On Wall Street reported that SEC Chair Mary Jo White told the delegates at SIFMA’s annual meeting this week that resolving this issue is a “high priority” but she has not imposed a timeline on the SEC staff.  “Any time you have the same conduct regulated differently,” White was quoted as saying, “you need to take a very close look at that and see what to do about it.”

Meanwhile, Investment News reported that Richard Ketchum, the head of FINRA, told the SIFMA delegates that broker-dealers should worry less about the legal standard and focus more on acting in the best interest of clients ahead of any SEC rulemaking.

These comments arise in the context of Section 913 of the Dodd-Frank Act, which directed the SEC to conduct a study regarding the effectiveness of the existing standards of conduct and gave the SEC the authority, but not the obligation, to impose a uniform standard.  The SEC staff’s January 2011 study recommended that the SEC propose a uniform conduct standard, but the SEC has not yet done so.  Earlier this year, however, the SEC published a request for quantitative data and economic analysis relating to the benefits and costs that could result from imposing a uniform fiduciary standard (more information about that request can be found in our client alert).  At least one estimate of the cost side of the ledger has surfaced:  Investment News reported that at the Schwab Impact Conference in Washington, D.C. last week, an estimate pegged the cost of harmonizing these standards at approximately $1 billion.

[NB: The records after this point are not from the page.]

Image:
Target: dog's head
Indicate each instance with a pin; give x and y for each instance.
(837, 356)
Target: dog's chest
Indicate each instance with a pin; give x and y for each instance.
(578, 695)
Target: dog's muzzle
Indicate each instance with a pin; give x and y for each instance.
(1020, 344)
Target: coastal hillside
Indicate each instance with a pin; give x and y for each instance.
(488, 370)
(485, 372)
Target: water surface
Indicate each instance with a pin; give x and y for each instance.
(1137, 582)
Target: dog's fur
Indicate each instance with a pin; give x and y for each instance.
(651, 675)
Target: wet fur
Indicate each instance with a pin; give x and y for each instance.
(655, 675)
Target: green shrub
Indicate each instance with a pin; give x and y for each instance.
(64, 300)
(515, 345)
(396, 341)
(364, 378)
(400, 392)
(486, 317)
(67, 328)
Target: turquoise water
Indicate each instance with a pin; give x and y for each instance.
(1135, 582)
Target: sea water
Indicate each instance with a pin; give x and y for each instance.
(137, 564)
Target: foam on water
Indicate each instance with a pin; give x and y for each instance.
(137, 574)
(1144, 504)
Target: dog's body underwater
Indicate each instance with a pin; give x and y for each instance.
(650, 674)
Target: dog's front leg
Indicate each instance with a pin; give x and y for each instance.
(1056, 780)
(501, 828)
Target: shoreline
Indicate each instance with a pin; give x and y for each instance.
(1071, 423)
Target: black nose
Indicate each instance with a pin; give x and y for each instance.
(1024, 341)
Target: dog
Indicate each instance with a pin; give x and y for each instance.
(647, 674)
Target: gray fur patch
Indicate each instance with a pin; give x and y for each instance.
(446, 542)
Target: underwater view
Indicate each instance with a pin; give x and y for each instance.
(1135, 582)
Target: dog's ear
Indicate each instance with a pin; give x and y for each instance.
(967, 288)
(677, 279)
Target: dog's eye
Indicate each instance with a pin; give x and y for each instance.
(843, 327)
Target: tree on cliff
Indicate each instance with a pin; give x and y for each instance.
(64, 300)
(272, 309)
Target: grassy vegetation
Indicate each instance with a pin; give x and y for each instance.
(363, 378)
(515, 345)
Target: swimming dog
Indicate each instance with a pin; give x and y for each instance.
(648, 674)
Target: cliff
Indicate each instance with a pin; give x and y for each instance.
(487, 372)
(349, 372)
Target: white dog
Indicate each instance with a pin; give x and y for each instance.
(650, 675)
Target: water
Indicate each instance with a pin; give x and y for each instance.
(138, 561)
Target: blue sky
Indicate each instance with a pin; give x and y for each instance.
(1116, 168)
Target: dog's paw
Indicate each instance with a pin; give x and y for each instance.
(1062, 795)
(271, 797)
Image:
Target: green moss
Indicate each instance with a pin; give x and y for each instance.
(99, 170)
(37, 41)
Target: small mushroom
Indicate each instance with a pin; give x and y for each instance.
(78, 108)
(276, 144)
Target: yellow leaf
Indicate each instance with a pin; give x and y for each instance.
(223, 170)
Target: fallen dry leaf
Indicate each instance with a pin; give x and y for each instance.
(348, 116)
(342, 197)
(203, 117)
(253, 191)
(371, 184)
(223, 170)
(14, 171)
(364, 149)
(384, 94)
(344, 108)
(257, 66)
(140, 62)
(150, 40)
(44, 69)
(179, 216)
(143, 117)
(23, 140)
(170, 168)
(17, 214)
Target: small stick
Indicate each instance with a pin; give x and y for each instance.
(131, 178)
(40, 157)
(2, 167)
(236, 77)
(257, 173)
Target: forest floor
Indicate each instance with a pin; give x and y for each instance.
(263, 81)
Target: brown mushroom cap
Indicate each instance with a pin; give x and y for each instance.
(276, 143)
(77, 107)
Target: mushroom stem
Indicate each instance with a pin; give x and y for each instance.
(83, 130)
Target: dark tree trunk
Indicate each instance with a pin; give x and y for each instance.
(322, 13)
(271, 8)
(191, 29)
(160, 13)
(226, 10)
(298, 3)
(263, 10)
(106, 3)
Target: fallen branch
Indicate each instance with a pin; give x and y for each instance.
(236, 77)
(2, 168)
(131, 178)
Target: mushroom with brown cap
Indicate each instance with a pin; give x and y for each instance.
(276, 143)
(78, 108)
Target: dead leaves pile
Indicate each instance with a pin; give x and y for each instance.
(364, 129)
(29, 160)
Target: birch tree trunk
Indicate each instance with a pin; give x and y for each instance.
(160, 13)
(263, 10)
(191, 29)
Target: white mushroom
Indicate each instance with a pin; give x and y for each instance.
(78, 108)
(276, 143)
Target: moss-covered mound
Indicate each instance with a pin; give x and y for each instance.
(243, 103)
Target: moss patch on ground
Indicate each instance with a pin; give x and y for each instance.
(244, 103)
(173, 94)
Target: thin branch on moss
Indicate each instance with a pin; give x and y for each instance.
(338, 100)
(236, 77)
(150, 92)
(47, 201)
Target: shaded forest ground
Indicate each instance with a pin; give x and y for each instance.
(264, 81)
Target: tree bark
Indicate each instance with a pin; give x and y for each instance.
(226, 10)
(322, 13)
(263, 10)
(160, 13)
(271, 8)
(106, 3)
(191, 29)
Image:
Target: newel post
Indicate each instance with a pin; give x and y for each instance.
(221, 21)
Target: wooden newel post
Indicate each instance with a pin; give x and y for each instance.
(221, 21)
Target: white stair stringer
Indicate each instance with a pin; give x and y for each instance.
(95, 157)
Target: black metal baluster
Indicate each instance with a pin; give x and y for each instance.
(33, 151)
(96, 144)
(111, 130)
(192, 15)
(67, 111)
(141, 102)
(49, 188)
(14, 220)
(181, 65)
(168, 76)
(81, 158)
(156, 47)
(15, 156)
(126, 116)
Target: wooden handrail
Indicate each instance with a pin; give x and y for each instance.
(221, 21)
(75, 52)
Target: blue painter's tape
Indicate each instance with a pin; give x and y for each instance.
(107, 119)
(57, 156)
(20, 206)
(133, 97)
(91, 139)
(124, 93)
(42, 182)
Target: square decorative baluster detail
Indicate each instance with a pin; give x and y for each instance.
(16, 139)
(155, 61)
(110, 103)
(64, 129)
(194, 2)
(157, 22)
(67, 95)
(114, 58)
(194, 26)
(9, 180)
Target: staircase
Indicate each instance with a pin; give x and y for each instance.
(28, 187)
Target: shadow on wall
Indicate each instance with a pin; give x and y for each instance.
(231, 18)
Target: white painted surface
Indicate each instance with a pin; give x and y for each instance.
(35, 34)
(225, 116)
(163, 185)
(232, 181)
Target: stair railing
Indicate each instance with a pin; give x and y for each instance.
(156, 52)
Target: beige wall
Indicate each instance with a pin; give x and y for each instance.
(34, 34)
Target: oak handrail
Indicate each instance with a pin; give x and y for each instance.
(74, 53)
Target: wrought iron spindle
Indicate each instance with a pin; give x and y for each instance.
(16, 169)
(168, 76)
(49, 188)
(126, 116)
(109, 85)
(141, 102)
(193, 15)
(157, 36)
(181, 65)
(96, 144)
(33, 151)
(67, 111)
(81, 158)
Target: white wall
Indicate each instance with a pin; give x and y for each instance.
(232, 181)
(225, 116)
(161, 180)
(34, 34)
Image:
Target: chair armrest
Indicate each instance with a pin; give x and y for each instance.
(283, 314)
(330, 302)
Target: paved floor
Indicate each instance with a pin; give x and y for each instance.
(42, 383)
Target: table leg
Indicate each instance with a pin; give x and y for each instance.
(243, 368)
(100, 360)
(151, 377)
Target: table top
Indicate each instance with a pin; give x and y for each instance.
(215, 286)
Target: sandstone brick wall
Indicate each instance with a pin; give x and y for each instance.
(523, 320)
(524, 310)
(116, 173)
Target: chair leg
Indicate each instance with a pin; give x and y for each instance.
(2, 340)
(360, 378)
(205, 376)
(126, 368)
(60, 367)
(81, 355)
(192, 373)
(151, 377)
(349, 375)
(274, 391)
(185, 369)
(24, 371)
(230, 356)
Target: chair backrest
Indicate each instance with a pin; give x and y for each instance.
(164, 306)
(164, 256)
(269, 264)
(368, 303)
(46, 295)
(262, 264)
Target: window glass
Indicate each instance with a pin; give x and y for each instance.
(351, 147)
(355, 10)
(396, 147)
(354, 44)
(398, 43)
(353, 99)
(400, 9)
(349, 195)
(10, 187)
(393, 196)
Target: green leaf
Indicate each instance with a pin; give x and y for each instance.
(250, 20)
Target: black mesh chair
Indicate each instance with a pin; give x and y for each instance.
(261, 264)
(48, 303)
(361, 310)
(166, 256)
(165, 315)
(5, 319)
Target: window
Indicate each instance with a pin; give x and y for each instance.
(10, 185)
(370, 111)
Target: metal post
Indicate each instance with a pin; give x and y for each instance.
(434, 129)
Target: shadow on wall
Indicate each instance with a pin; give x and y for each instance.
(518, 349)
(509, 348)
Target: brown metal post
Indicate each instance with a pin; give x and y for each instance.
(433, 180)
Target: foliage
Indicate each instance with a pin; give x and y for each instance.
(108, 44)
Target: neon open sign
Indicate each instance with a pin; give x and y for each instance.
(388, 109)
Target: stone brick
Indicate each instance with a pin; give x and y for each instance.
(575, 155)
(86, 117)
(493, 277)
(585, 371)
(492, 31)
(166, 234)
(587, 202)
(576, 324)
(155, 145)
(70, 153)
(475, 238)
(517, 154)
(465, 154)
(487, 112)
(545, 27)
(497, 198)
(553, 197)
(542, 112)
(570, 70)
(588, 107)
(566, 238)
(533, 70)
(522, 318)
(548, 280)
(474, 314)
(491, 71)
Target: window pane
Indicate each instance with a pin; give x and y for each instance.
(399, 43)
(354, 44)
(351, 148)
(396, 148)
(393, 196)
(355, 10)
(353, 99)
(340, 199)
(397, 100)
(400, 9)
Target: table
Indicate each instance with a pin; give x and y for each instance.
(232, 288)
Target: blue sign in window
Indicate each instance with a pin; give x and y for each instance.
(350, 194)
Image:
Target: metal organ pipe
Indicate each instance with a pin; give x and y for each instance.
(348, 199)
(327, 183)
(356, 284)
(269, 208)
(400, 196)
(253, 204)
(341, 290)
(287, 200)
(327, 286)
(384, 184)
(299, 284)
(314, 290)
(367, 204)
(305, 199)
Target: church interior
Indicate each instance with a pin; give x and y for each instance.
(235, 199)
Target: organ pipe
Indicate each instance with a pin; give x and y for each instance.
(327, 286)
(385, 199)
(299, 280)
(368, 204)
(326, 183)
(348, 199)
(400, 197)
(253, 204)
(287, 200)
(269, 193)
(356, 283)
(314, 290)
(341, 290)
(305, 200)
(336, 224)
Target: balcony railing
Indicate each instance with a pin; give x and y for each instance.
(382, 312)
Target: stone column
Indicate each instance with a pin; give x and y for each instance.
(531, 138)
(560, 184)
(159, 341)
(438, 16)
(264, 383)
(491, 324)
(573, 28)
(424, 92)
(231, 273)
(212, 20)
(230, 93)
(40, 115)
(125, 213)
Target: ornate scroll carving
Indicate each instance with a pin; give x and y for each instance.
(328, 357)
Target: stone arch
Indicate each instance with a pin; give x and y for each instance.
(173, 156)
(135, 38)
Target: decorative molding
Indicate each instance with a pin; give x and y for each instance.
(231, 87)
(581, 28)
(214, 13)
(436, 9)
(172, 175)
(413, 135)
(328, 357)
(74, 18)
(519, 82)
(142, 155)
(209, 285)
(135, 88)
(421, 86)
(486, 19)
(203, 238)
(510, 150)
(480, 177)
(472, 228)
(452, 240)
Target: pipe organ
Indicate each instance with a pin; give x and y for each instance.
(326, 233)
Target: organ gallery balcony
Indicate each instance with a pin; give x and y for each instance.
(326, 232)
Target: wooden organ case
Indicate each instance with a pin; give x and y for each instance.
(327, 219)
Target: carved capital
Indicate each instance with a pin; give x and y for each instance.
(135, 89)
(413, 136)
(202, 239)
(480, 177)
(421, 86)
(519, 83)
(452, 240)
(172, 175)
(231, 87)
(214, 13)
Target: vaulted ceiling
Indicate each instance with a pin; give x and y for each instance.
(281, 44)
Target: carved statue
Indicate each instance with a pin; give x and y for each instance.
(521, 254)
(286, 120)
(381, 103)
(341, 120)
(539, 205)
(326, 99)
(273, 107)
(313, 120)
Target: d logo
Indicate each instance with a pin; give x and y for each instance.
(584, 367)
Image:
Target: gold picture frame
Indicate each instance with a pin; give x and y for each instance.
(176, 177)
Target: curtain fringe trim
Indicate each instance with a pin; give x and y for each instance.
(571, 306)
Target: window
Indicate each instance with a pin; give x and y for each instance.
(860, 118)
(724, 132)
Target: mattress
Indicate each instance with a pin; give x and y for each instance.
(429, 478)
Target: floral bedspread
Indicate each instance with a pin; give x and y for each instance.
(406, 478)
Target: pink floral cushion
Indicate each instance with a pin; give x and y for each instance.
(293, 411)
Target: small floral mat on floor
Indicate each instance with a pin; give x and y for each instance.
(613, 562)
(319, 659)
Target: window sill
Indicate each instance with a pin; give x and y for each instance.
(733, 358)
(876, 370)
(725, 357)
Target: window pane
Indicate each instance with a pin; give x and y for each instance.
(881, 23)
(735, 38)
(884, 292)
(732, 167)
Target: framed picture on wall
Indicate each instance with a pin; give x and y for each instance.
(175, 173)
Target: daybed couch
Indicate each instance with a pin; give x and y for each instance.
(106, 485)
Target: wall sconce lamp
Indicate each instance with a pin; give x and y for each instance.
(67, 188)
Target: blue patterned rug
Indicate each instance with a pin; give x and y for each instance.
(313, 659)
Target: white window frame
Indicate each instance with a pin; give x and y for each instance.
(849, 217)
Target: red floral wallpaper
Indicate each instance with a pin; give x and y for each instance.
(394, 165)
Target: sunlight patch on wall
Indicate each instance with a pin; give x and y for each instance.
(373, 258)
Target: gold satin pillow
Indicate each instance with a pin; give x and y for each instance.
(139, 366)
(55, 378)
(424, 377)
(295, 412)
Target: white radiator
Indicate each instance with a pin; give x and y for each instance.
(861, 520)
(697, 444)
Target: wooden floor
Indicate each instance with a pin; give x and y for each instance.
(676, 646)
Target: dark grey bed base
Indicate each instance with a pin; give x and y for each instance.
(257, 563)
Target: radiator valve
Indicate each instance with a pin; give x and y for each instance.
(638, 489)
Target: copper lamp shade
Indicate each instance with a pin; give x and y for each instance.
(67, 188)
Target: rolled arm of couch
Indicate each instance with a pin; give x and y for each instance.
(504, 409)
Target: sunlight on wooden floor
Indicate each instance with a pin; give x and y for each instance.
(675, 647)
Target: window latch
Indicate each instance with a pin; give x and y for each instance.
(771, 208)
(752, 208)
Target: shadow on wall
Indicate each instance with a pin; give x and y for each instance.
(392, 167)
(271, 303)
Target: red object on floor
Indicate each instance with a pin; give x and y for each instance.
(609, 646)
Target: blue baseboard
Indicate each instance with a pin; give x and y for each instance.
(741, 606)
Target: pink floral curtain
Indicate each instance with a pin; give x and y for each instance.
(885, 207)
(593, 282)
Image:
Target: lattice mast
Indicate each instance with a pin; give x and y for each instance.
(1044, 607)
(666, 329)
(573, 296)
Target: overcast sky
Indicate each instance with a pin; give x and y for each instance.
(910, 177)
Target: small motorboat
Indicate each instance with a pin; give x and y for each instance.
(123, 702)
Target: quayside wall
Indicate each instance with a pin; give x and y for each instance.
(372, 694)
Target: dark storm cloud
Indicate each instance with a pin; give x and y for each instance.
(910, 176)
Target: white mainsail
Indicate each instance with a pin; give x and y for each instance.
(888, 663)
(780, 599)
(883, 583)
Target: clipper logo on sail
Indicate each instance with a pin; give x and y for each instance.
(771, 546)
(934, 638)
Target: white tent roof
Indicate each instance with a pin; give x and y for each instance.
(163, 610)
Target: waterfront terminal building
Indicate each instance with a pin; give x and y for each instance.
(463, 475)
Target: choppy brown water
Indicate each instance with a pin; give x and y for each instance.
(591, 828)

These three reports don’t really move the ball forward.  That said, they do make clear that:

  • the SEC has no timeline for proposing a uniform fiduciary standard for broker-dealers and investment advisers;
  • regardless of SEC rulemaking, FINRA believes that broker-dealers should consider if they need to focus more on acting in the best interest of clients; and
  • whenever rulemaking occurs, it’s probably going to cost a lot.